In cases like these, I think broad/opinion-inducing questions are sometimes the perfect "bait" for these types of expert answers. When an expert is involved, the answers "save" what would otherwise be a very lazy question and turn them into some of the most revisited questions on the site that can prevent all kinds of new questions from being asked.
And I want to see more questions like this which "bait" excellent, professional-quality answers to extremely broad (and therefore generally-applicable) questions. They're the kinds we can link to people over and over. It's answers like the top answer there which drew me to this site in the first place.
Sometimes the most specific questions aren't going to be the types that rise to the top, since by being so narrowly-applicable to the author's use case, the answers lack this level of appeal with the rest of the world. But I have seen some of the rarer potential "expert baits" like the one at the top get shut down before anyone could even respond.
So I just wanted to kind of throw this thought out there -- no suggestions or implications, as a point of discussion. There are definitely plenty of "too broad/opinionated" questions which would only spawn vague answers that would be of little use to no one.

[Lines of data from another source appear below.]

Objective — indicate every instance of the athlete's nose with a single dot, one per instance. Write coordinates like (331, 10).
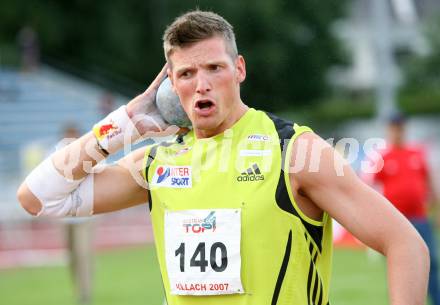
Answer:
(203, 84)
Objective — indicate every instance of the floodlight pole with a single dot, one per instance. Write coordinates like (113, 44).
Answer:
(386, 80)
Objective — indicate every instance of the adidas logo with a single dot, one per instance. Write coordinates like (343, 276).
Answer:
(253, 173)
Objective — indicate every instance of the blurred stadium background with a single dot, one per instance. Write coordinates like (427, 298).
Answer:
(339, 66)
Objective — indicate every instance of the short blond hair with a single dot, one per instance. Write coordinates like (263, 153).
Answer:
(195, 26)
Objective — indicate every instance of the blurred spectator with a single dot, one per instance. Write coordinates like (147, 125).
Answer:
(406, 182)
(27, 40)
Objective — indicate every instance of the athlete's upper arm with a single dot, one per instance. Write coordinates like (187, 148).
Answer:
(121, 185)
(330, 183)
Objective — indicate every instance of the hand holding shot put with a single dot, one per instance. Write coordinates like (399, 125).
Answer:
(70, 167)
(258, 231)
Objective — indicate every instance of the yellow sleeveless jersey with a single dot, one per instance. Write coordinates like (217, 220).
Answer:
(281, 256)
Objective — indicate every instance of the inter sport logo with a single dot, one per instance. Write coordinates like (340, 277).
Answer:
(172, 176)
(253, 173)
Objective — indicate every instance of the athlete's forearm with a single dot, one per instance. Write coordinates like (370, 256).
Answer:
(408, 271)
(77, 159)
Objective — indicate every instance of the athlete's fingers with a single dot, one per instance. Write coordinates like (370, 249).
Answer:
(159, 78)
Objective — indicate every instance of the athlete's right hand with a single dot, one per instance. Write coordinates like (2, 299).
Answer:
(144, 114)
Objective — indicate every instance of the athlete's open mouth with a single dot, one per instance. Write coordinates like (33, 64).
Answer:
(204, 104)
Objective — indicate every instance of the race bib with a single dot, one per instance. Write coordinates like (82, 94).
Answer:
(203, 251)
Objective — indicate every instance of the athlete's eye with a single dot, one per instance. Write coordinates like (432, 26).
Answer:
(185, 74)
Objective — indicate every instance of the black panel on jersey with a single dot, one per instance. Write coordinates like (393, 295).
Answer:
(283, 270)
(285, 133)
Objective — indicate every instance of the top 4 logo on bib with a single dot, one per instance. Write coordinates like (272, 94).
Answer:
(172, 176)
(203, 251)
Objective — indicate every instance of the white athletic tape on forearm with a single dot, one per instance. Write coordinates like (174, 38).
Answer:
(110, 132)
(59, 196)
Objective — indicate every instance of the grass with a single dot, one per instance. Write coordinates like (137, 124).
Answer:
(131, 276)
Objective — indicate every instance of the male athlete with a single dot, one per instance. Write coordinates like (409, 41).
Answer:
(241, 205)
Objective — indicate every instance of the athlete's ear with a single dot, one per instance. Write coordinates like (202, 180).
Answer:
(170, 75)
(240, 68)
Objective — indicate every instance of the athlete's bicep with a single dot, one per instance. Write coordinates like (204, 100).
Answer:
(334, 187)
(121, 185)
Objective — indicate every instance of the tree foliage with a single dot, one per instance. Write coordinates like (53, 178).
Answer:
(288, 45)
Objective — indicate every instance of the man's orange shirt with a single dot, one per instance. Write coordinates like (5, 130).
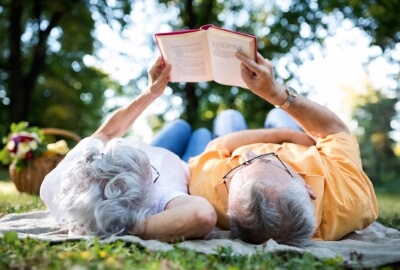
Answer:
(345, 201)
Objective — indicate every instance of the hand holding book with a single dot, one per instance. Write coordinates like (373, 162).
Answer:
(206, 54)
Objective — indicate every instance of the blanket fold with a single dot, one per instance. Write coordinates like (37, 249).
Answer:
(374, 246)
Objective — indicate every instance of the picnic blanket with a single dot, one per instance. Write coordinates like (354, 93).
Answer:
(374, 246)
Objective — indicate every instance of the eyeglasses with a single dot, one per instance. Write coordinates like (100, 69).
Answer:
(251, 161)
(157, 173)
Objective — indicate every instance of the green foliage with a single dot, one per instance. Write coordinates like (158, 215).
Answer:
(43, 77)
(36, 150)
(374, 113)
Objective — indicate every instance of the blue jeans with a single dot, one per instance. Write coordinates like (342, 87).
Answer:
(229, 121)
(178, 137)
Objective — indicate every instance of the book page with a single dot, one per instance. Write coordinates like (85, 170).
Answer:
(188, 54)
(223, 45)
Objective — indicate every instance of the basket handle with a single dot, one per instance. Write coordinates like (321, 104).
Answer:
(61, 132)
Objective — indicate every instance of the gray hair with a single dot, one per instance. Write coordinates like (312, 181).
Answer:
(108, 193)
(260, 212)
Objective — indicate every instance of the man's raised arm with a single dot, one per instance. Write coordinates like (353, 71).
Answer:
(315, 119)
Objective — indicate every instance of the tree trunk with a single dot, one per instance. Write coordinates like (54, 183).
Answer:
(19, 101)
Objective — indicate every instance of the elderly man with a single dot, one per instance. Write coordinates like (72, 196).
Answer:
(282, 183)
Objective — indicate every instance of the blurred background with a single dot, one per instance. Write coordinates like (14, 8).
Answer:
(69, 63)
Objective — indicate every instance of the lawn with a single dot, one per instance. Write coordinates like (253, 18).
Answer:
(34, 254)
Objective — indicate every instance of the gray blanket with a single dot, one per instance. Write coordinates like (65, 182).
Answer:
(374, 246)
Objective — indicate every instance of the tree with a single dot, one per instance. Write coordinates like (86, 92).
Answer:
(44, 78)
(285, 30)
(374, 114)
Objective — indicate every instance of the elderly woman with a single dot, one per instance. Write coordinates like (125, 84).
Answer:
(108, 185)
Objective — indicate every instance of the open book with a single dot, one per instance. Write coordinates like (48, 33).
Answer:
(206, 54)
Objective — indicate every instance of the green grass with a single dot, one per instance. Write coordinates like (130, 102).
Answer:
(35, 254)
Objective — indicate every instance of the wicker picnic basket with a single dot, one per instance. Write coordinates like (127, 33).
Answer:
(29, 179)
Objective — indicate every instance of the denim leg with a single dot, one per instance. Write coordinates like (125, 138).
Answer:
(174, 137)
(278, 118)
(197, 143)
(228, 121)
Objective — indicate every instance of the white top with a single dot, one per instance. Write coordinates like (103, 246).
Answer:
(173, 180)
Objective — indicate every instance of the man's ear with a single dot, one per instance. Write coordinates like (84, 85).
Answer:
(311, 192)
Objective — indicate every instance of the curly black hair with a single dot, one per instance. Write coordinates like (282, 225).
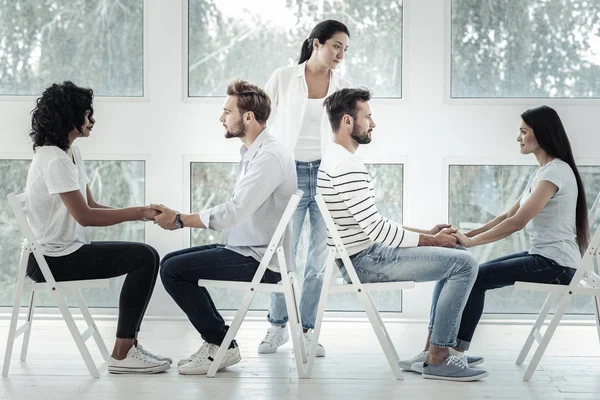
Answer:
(62, 108)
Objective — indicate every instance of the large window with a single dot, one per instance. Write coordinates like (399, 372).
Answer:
(212, 184)
(477, 194)
(97, 44)
(114, 183)
(250, 39)
(525, 48)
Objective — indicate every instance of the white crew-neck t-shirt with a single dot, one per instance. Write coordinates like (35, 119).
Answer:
(52, 172)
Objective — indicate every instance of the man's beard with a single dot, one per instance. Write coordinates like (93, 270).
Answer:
(361, 138)
(240, 131)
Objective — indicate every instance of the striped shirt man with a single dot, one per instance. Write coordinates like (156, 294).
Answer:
(346, 187)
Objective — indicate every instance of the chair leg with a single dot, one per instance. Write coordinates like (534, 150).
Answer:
(90, 322)
(27, 334)
(83, 350)
(539, 322)
(537, 356)
(384, 340)
(233, 329)
(597, 314)
(12, 329)
(321, 309)
(295, 319)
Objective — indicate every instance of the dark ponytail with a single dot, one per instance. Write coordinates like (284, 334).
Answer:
(552, 137)
(323, 31)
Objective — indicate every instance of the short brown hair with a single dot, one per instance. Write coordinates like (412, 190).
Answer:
(251, 98)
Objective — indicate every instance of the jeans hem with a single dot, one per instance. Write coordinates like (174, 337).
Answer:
(463, 344)
(279, 322)
(443, 345)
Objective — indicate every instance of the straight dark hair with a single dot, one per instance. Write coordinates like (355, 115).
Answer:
(323, 31)
(552, 137)
(344, 102)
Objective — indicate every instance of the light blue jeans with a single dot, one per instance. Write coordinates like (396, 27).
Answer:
(455, 270)
(317, 251)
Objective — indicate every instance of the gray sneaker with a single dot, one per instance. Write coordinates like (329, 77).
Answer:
(415, 364)
(453, 369)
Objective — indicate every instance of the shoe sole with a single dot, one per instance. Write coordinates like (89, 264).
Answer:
(145, 370)
(273, 350)
(456, 379)
(476, 363)
(420, 371)
(204, 370)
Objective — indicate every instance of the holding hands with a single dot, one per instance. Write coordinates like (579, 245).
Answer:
(165, 217)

But I think there's another class that has often prompted some of the finest answers seen on SO. I think there's an awkward dilemma here where we're not so careful to make this distinction anymore when we hastily downvote or request to close a thread. How would we respond today to the question at the top, presuming it had 0 votes and no answers?
Duality of Purpose
A lot of what I see as awkward is this duality which tends to be mutually exclusive where:
- The site wants to be great for answering questions and helping the person asking the question.
- The site wants to become a great database/archive for finding past gems. This is the side that drew me, since some of the information I found initially while looking through SO were of a much higher professional caliber than most support-style sites. That quality was very alluring. To me this goes beyond preventing duplicate answers, as some of the posts on this site provide very educational information even to those who weren't seeking to ask the same question.
Trying to encourage people to ask questions that invest the proper effort, provide the necessary details, an MCVE, etc. hits #1. A lot of those guidelines are ideal for "troubleshooting" types of questions, but those types of questions tend to have very little applicability to anyone other than the author, as they force him/her to get exactly to the point and narrow down their problem. Yet they don't often tend to produce a question that could be applicable to thousands of people out there, they don't necessarily encourage #2.
Not sure what to do about this. I just wanted to kind of point out this awkward dilemma. A very "general" question is very dangerously close to "lazy/broad/prone to produce subjective answers", but there's a certain class of them which could contribute to that other aspect of the site, which is to become an archive of some of the finest programming-related answers out there.